Farmers and other actors in agriculture are linked across space and time by supply chains. Adaptation to climate change occurs throughout supply chains, and effective farm level adaptation is dependent on effective adaptation throughout the supply chain. Thus greater integration of supply chain governance is needed in the design of farm level adaptation strategies.
The analyses throughout the book emphasize the importance of designing effective policies. Climate smart policies will develop mechanisms to monitor climate and other conditions, assess situations, and be able to respond to changing realities. Furthermore, policies need to enhance resilience and capacity to adapt to changing agro-climatic conditions. These policies will be part of an overall policy environment that aims at sustainable development, namely assuring that the current generation will continue experiencing increased food security while the next generation will not be worse off than the current one.
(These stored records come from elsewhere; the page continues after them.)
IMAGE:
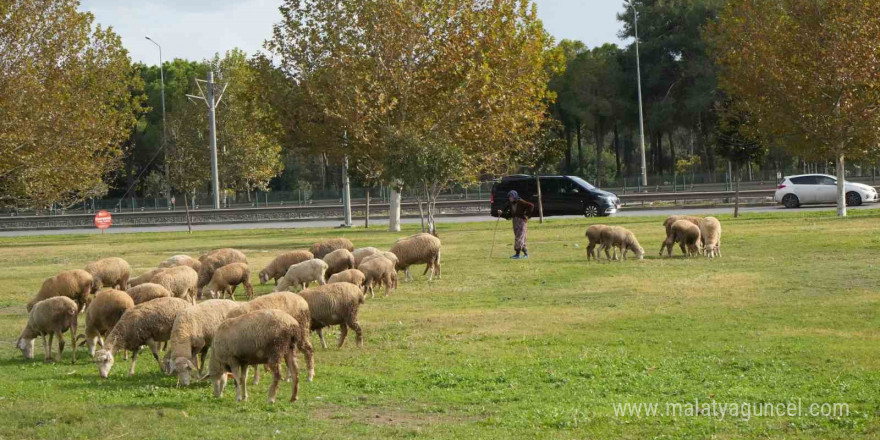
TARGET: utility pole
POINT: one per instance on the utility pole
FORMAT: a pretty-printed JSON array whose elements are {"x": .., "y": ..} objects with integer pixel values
[
  {"x": 164, "y": 129},
  {"x": 212, "y": 103},
  {"x": 641, "y": 113}
]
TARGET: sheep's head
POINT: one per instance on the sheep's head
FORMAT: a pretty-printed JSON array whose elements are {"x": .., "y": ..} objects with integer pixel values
[
  {"x": 184, "y": 369},
  {"x": 104, "y": 361},
  {"x": 26, "y": 346}
]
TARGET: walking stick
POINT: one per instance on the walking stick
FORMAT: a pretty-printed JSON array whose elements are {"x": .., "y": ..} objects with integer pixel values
[{"x": 492, "y": 250}]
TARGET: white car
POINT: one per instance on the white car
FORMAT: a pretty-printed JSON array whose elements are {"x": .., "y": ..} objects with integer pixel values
[{"x": 807, "y": 189}]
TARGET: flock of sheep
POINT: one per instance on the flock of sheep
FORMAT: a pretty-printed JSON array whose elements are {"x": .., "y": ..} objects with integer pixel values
[
  {"x": 694, "y": 235},
  {"x": 182, "y": 304}
]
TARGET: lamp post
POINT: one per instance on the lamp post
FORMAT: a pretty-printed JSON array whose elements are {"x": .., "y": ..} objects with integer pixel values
[
  {"x": 641, "y": 113},
  {"x": 164, "y": 130}
]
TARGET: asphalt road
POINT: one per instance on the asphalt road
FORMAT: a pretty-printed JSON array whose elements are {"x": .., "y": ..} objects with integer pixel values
[{"x": 358, "y": 222}]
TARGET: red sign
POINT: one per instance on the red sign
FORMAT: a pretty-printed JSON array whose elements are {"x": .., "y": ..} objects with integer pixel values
[{"x": 103, "y": 220}]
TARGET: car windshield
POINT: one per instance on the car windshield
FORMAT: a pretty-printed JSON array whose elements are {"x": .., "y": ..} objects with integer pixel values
[{"x": 582, "y": 183}]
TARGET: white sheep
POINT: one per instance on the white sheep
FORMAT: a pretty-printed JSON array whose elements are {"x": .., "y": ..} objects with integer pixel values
[
  {"x": 148, "y": 324},
  {"x": 261, "y": 337},
  {"x": 418, "y": 249},
  {"x": 53, "y": 317},
  {"x": 279, "y": 265},
  {"x": 300, "y": 275},
  {"x": 192, "y": 334}
]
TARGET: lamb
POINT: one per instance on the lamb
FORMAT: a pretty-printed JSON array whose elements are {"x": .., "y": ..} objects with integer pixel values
[
  {"x": 181, "y": 260},
  {"x": 361, "y": 253},
  {"x": 322, "y": 248},
  {"x": 710, "y": 234},
  {"x": 278, "y": 267},
  {"x": 686, "y": 234},
  {"x": 334, "y": 304},
  {"x": 593, "y": 234},
  {"x": 668, "y": 241},
  {"x": 109, "y": 272},
  {"x": 352, "y": 276},
  {"x": 216, "y": 259},
  {"x": 338, "y": 260},
  {"x": 302, "y": 274},
  {"x": 143, "y": 278},
  {"x": 295, "y": 306},
  {"x": 227, "y": 278},
  {"x": 181, "y": 281},
  {"x": 104, "y": 312},
  {"x": 261, "y": 337},
  {"x": 149, "y": 323},
  {"x": 53, "y": 317},
  {"x": 74, "y": 284},
  {"x": 617, "y": 237},
  {"x": 191, "y": 336},
  {"x": 418, "y": 249},
  {"x": 378, "y": 270}
]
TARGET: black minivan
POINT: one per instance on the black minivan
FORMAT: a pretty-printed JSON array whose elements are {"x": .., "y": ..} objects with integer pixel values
[{"x": 562, "y": 195}]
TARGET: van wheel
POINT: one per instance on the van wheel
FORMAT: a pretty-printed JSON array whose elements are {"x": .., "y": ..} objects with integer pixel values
[{"x": 591, "y": 210}]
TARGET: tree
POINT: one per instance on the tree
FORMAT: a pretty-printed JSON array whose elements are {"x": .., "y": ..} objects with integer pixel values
[
  {"x": 69, "y": 99},
  {"x": 460, "y": 81},
  {"x": 806, "y": 72}
]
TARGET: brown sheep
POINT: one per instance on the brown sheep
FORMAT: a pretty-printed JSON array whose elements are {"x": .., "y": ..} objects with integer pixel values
[
  {"x": 322, "y": 248},
  {"x": 276, "y": 269},
  {"x": 75, "y": 284},
  {"x": 418, "y": 249},
  {"x": 104, "y": 312}
]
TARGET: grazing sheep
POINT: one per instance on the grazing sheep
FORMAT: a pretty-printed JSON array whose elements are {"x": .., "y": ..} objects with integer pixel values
[
  {"x": 302, "y": 274},
  {"x": 105, "y": 311},
  {"x": 278, "y": 267},
  {"x": 352, "y": 276},
  {"x": 594, "y": 233},
  {"x": 109, "y": 272},
  {"x": 322, "y": 248},
  {"x": 74, "y": 284},
  {"x": 53, "y": 317},
  {"x": 687, "y": 235},
  {"x": 181, "y": 281},
  {"x": 617, "y": 237},
  {"x": 149, "y": 323},
  {"x": 295, "y": 306},
  {"x": 261, "y": 337},
  {"x": 227, "y": 278},
  {"x": 338, "y": 260},
  {"x": 418, "y": 249},
  {"x": 143, "y": 278},
  {"x": 216, "y": 259},
  {"x": 668, "y": 241},
  {"x": 181, "y": 260},
  {"x": 192, "y": 334},
  {"x": 361, "y": 253},
  {"x": 378, "y": 271},
  {"x": 148, "y": 292},
  {"x": 335, "y": 304},
  {"x": 710, "y": 234}
]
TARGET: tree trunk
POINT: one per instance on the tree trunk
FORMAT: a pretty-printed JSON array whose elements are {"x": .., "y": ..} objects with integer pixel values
[
  {"x": 394, "y": 211},
  {"x": 841, "y": 186}
]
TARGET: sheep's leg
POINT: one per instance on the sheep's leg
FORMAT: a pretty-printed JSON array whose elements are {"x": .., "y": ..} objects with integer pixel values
[
  {"x": 321, "y": 337},
  {"x": 343, "y": 332},
  {"x": 134, "y": 354}
]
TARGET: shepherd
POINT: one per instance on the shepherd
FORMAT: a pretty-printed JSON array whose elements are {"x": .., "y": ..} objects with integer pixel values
[{"x": 520, "y": 211}]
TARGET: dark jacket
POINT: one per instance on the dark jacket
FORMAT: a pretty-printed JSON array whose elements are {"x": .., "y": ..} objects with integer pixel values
[{"x": 522, "y": 209}]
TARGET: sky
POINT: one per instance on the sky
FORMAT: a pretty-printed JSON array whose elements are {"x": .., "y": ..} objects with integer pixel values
[{"x": 197, "y": 29}]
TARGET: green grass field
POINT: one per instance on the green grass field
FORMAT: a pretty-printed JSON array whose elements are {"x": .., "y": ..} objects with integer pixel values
[{"x": 541, "y": 348}]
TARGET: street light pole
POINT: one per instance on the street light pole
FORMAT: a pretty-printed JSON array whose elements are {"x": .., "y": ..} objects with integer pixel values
[
  {"x": 164, "y": 129},
  {"x": 641, "y": 112}
]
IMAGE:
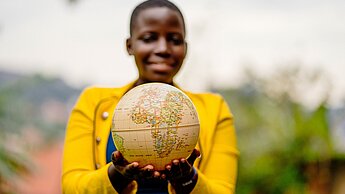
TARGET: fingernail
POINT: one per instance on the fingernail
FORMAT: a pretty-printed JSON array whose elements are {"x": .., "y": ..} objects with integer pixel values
[{"x": 135, "y": 164}]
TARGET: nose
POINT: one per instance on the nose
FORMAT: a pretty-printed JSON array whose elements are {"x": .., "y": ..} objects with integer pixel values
[{"x": 163, "y": 48}]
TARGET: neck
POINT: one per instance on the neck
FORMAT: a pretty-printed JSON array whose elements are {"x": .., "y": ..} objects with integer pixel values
[{"x": 140, "y": 81}]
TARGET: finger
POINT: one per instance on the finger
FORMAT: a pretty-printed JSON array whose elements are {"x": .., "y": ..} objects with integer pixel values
[
  {"x": 118, "y": 159},
  {"x": 185, "y": 167},
  {"x": 175, "y": 169},
  {"x": 193, "y": 156},
  {"x": 163, "y": 176},
  {"x": 147, "y": 171},
  {"x": 156, "y": 174},
  {"x": 131, "y": 170}
]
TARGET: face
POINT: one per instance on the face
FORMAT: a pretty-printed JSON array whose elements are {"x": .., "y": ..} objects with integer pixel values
[{"x": 157, "y": 44}]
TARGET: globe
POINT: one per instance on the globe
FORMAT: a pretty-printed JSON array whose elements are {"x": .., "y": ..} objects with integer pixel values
[{"x": 155, "y": 123}]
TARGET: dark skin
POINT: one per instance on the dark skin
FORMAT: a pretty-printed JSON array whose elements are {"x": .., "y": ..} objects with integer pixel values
[{"x": 158, "y": 46}]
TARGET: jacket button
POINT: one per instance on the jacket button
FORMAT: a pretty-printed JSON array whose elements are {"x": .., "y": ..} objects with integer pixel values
[
  {"x": 98, "y": 139},
  {"x": 105, "y": 115}
]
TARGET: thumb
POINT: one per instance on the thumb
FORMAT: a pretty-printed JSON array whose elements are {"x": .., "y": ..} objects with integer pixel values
[{"x": 193, "y": 156}]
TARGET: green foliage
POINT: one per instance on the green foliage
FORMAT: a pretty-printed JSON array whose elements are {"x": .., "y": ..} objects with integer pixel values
[
  {"x": 24, "y": 101},
  {"x": 277, "y": 134}
]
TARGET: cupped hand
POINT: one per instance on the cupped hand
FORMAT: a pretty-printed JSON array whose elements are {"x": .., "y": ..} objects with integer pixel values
[
  {"x": 122, "y": 173},
  {"x": 132, "y": 170},
  {"x": 181, "y": 169}
]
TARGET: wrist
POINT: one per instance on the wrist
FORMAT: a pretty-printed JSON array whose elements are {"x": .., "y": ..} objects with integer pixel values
[{"x": 118, "y": 181}]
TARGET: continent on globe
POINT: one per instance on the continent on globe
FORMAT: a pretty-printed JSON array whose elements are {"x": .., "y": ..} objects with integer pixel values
[{"x": 155, "y": 123}]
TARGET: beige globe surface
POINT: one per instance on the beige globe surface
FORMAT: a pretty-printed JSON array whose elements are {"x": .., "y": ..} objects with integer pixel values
[{"x": 155, "y": 123}]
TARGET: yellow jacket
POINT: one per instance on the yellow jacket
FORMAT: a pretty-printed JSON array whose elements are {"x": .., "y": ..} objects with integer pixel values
[{"x": 84, "y": 159}]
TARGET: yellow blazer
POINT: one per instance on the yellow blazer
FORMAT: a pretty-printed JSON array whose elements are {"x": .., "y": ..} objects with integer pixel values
[{"x": 84, "y": 158}]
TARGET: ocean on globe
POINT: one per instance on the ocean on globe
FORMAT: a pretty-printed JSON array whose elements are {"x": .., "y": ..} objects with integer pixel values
[{"x": 155, "y": 123}]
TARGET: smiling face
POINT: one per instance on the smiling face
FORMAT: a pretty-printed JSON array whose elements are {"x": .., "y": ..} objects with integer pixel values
[{"x": 158, "y": 44}]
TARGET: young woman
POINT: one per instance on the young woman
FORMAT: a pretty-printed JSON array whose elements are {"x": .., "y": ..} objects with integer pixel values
[{"x": 91, "y": 163}]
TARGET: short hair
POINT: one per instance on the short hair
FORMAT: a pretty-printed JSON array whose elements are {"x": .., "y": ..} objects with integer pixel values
[{"x": 153, "y": 4}]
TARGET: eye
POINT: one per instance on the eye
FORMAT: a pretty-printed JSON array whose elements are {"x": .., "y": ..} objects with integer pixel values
[
  {"x": 148, "y": 37},
  {"x": 176, "y": 39}
]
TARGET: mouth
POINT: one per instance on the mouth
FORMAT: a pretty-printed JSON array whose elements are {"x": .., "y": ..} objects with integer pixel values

Improving knowledge systems to meet climate challenges will require investment in infrastructure that allows for collection of spatial data on climatic conditions, agricultural performance and economic conditions at various scales. There is a need to invest in analytic capacity to utilize the data to develop better quantitative understanding of weather patterns, and related behavioral and agro-ecological responses. Furthermore, utilizing this knowledge will require, first an investment in outreach capacity will disseminate new knowledge and update information at different levels of decision making, and second, an investment in response capacity. This capacity will combine both short term capabilities that enable early warning and response systems as well as long term capabilities that will enhance resilience, adaptation, and contribute to sustainable development.
Adaptation capacity begins with investments in and incentives for innovation. This implies both access and utilization of new technologies and management practices developed throughout the world. Access to new technologies means establishing policies and institutions to reduce intellectual property rights and regulatory barriers. In particular, regulations need to balance gains from emerging technologies with risk considerations. Further, local research and outreach capacity is needed to fit technologies and management practices to local conditions.
Rapid response to crisis and long-term adaptation are hindered by lack of roads, electricity, water, and storage capacity. While generally investments in these forms of infrastructure are ‘no regret’ policies, it is important to use sound analysis integrating effects of climate change to take into account net social benefit and cost. Namely, the consideration of viability of certain locations in the long-run, and the environmental and social implications of investments.
Development and resilience in many regions is constrained by lack of access to markets (inputs and outputs), as well as financial constraints. Investment in physical infrastructure can reduce some of these constraints by reducing the cost of doing business, but there is a need for improved institutional capacity. There is a need to expand and improve the supply chains of credit and farm-level inputs and outputs. Developing such supply chains requires strong involvement of the private sector, sometimes in partnership with the public sector, within an improved policy environment. For example, private investment in storage and product processing capacity can be augmented and coordinated with public investment in improved physical infrastructure and training. Public-private partnerships can be established to share risk and obtain finance for joint projects.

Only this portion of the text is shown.